Nope, you're absolutely right - as is your example timeline.
In addition to it not being atomic, it's not guaranteed that the write to id will be picked up by the other thread anyway, given that there's no synchronization and the field isn't volatile.
It's somewhat disconcerting for reference material like this to be incorrect :(
In my opinion, the answer in the Practice Exams is correct. In this code, you are executing two threads which have access to the same static variable id. Static variables are stored on the heap in java, not on the stack. The execution order of runnables is unpredictable.
However, in order to change the value of id each thread :
makes local copy of the value stored in id's memory address to the CPU registry;
performs the operation 1 - id. Strictly speaking, two operations are performed here (-id and +1);
moves the result back to memory space of id on the heap.
This means that although the id value can be changed concurrently by any of the two threads, only the initial and final values are mutable. Intermediate values will not be modified by one another.
Futhermore, analysis of the code can show that at any point in time, id can only be 0 or 1.
Proof:
Starting value id = 1;
One thread will change it to 0 ( id = 1 - id ).
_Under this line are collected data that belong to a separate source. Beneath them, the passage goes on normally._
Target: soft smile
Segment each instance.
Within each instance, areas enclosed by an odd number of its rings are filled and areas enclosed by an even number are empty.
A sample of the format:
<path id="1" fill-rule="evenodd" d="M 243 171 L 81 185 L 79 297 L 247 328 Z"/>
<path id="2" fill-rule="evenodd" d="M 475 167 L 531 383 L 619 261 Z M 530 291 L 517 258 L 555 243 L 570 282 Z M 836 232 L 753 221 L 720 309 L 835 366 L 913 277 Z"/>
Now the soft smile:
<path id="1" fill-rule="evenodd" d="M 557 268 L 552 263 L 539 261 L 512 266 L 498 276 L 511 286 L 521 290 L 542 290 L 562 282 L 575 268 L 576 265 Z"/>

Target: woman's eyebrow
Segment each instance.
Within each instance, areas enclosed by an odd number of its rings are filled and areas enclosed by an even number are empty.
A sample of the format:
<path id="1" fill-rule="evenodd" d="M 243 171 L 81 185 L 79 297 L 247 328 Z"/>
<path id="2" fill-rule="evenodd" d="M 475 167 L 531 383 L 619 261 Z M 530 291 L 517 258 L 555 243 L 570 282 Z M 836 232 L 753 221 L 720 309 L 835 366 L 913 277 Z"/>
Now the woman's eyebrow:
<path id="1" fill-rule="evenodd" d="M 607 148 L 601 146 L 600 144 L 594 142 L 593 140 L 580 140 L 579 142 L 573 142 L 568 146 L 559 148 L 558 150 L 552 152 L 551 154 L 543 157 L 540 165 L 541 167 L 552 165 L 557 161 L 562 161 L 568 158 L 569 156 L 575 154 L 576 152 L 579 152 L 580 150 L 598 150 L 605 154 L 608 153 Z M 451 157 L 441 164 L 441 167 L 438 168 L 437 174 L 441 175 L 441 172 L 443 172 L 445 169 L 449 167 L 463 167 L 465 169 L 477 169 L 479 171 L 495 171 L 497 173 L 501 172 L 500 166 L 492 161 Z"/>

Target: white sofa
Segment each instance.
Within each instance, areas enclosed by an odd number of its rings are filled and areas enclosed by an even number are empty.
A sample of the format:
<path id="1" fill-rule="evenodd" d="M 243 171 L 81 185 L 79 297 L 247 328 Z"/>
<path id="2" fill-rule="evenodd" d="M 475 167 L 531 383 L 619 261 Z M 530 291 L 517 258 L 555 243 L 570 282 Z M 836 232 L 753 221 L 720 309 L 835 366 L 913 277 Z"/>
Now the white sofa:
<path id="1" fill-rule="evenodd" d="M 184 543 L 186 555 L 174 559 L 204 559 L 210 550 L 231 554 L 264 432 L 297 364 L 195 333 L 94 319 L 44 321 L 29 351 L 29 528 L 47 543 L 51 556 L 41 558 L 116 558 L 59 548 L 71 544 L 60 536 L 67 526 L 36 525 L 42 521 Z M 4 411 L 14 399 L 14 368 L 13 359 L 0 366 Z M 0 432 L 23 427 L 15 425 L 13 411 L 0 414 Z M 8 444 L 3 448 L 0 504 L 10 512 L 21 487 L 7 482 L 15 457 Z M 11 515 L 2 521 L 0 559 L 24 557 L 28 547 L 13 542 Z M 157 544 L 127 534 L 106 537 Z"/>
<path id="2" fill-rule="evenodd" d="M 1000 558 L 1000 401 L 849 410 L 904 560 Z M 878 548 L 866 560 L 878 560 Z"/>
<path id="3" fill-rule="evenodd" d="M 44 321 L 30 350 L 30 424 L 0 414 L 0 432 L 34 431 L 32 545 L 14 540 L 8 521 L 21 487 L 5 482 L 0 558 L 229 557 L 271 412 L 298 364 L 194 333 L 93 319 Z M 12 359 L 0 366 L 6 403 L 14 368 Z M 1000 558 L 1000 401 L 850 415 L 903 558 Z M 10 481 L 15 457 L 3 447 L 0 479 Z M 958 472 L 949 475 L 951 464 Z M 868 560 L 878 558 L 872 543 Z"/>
And the other thread will bring it back to 1.
Starting value id = 0;
One thread will change it to 1 ( id = 1 - id ). And the other thread will bring it back to 0.
Therefore, the value state of id is discrete either 0 or 1.
End of Proof.
There can be two possibilities for this code:
Possibility 1. Thread one accesses the variable id first. Then the value of id (id = 1 - id changes to 0. Thereafter, only the method pick () will be executed, printing P Q. Thread two, will evaluate id at that time id = 0; method release() will then be executed printing R S. As a result, P Q R S will be printed.
Possibility 2. Thread two accesses the variable id first. Then the value of id (id = 1 - id changes to 0. Thereafter, only the method pick () will be executed, printing P Q. Thread one, will evaluate id at that time id = 0; method release() will then be executed printing R S. As a result, P Q R S will be printed.
There are no other possibilities. However, it should be noted that variants of P Q R S such as P R Q S or R P Q S, etc. may be printed due to pick() being a static method and is therefore shared between the two threads. This leads to the simultaneous execution of this method which could result in printing the letters in a different order depending on your platform.
However in any case, never will either the method pick() or release () be executed twice as they are mutually exclusive. Therefore P Q P Q will not be an output.